Seeking help to improve this query performance.
SQL Server 2008 R2 Enterprise, Max RAM 16 GB , CPU 40, Max Degree of Parallelism 4.
SELECT DsJobStat.JobName AS JobName
, AJF.ApplGroup AS GroupName
, DsJobStat.JobStatus AS JobStatus
, AVG(CAST(DsJobStat.ElapsedSec AS FLOAT)) AS ElapsedSecAVG
, AVG(CAST(DsJobStat.CpuMSec AS FLOAT)) AS CpuMSecAVG
FROM DsJobStat, AJF
WHERE DsJobStat.NumericOrderNo=AJF.OrderNo
AND DsJobStat.Odate=AJF.Odate
AND DsJobStat.JobName NOT IN( SELECT [DsAvg].JobName FROM [DsAvg] )

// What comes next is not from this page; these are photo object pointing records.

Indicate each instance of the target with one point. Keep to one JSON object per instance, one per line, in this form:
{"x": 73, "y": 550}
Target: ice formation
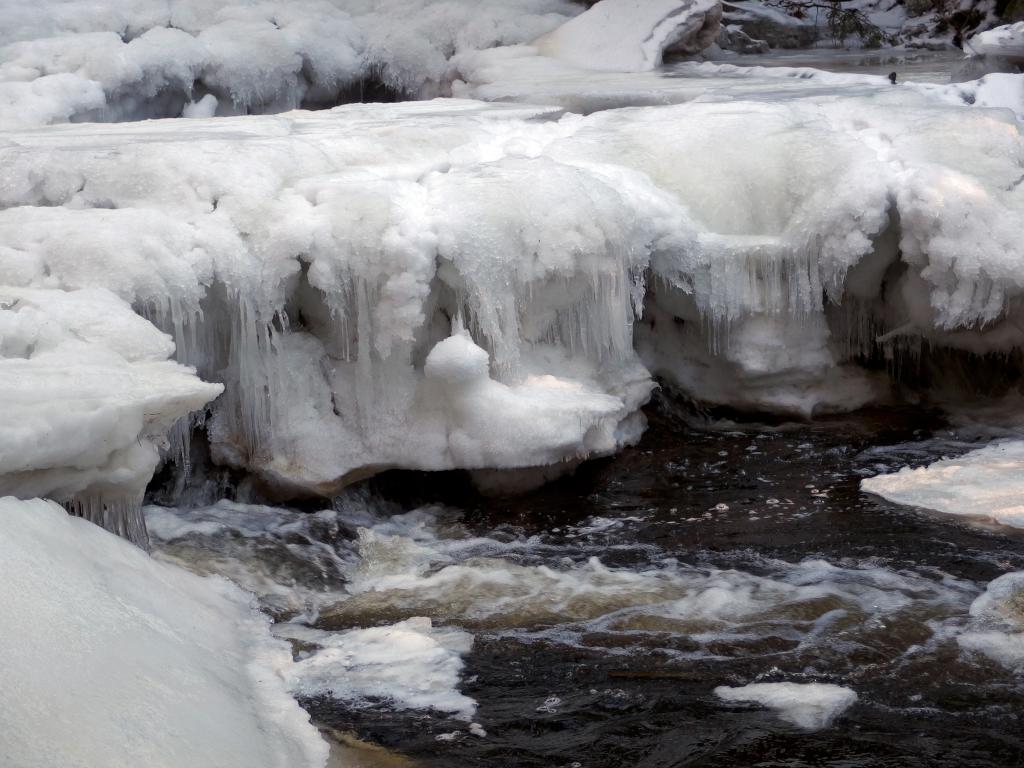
{"x": 633, "y": 35}
{"x": 986, "y": 484}
{"x": 87, "y": 397}
{"x": 996, "y": 628}
{"x": 454, "y": 284}
{"x": 68, "y": 59}
{"x": 118, "y": 660}
{"x": 809, "y": 706}
{"x": 410, "y": 665}
{"x": 451, "y": 284}
{"x": 1003, "y": 42}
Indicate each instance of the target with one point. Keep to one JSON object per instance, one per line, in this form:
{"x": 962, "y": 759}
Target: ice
{"x": 633, "y": 35}
{"x": 66, "y": 59}
{"x": 411, "y": 665}
{"x": 118, "y": 397}
{"x": 325, "y": 255}
{"x": 809, "y": 706}
{"x": 122, "y": 660}
{"x": 986, "y": 484}
{"x": 1003, "y": 42}
{"x": 996, "y": 629}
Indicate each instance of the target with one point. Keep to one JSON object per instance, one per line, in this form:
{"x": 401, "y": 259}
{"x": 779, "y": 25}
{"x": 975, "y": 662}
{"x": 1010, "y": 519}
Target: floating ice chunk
{"x": 987, "y": 483}
{"x": 997, "y": 623}
{"x": 1005, "y": 42}
{"x": 64, "y": 59}
{"x": 632, "y": 35}
{"x": 204, "y": 108}
{"x": 122, "y": 660}
{"x": 809, "y": 706}
{"x": 410, "y": 665}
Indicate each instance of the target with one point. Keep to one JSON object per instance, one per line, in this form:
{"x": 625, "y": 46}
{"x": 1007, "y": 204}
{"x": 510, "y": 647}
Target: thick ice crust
{"x": 116, "y": 659}
{"x": 451, "y": 284}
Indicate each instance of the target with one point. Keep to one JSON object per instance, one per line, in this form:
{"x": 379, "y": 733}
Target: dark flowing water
{"x": 729, "y": 553}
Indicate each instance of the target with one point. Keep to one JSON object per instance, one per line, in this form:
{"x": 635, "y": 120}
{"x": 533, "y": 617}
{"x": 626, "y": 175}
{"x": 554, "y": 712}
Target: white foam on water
{"x": 809, "y": 706}
{"x": 409, "y": 666}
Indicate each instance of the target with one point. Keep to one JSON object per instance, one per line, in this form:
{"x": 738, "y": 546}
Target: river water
{"x": 604, "y": 609}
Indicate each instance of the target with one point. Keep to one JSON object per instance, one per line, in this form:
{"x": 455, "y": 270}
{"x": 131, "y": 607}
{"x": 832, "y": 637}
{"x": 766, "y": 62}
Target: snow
{"x": 118, "y": 393}
{"x": 70, "y": 59}
{"x": 121, "y": 660}
{"x": 996, "y": 629}
{"x": 410, "y": 665}
{"x": 632, "y": 35}
{"x": 808, "y": 706}
{"x": 1003, "y": 42}
{"x": 986, "y": 483}
{"x": 327, "y": 255}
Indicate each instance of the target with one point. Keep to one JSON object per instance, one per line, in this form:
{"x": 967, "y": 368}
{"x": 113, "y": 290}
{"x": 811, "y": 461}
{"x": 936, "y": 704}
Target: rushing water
{"x": 603, "y": 609}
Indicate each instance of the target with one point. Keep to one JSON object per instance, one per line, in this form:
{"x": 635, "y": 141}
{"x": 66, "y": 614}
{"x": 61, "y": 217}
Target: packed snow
{"x": 808, "y": 706}
{"x": 1003, "y": 42}
{"x": 70, "y": 59}
{"x": 987, "y": 484}
{"x": 456, "y": 285}
{"x": 409, "y": 665}
{"x": 996, "y": 630}
{"x": 115, "y": 659}
{"x": 633, "y": 35}
{"x": 87, "y": 397}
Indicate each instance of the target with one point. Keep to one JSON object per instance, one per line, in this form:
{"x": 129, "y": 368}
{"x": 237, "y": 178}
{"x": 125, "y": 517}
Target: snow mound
{"x": 986, "y": 483}
{"x": 410, "y": 665}
{"x": 808, "y": 706}
{"x": 66, "y": 59}
{"x": 458, "y": 285}
{"x": 87, "y": 397}
{"x": 633, "y": 35}
{"x": 122, "y": 660}
{"x": 997, "y": 623}
{"x": 1003, "y": 42}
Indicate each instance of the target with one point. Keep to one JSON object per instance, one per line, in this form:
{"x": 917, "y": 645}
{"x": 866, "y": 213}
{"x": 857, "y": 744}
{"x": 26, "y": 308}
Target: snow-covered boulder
{"x": 1005, "y": 42}
{"x": 120, "y": 660}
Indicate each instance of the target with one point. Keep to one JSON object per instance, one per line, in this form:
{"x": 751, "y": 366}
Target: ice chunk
{"x": 633, "y": 35}
{"x": 411, "y": 665}
{"x": 996, "y": 628}
{"x": 986, "y": 484}
{"x": 809, "y": 706}
{"x": 1005, "y": 42}
{"x": 87, "y": 396}
{"x": 122, "y": 660}
{"x": 64, "y": 59}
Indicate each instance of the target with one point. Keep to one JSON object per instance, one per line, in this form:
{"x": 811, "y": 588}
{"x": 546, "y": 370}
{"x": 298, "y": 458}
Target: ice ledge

GROUP BY DsJobStat.JobName
, AJF.ApplGroup
, DsJobStat.JobStatus
HAVING AVG(CAST(DsJobStat.ElapsedSec AS FLOAT)) <> 0;
Execution message,
(0 row(s) affected)
Table 'AJF'. Scan count 11, logical reads 45, physical reads 0, read-ahead reads 0, lob logical reads 0, lob physical reads 0, lob read-ahead reads 0.
Table 'DsAvg'. Scan count 2, logical reads 1926, physical reads 0, read-ahead reads 0, lob logical reads 0, lob physical reads 0, lob read-ahead reads 0.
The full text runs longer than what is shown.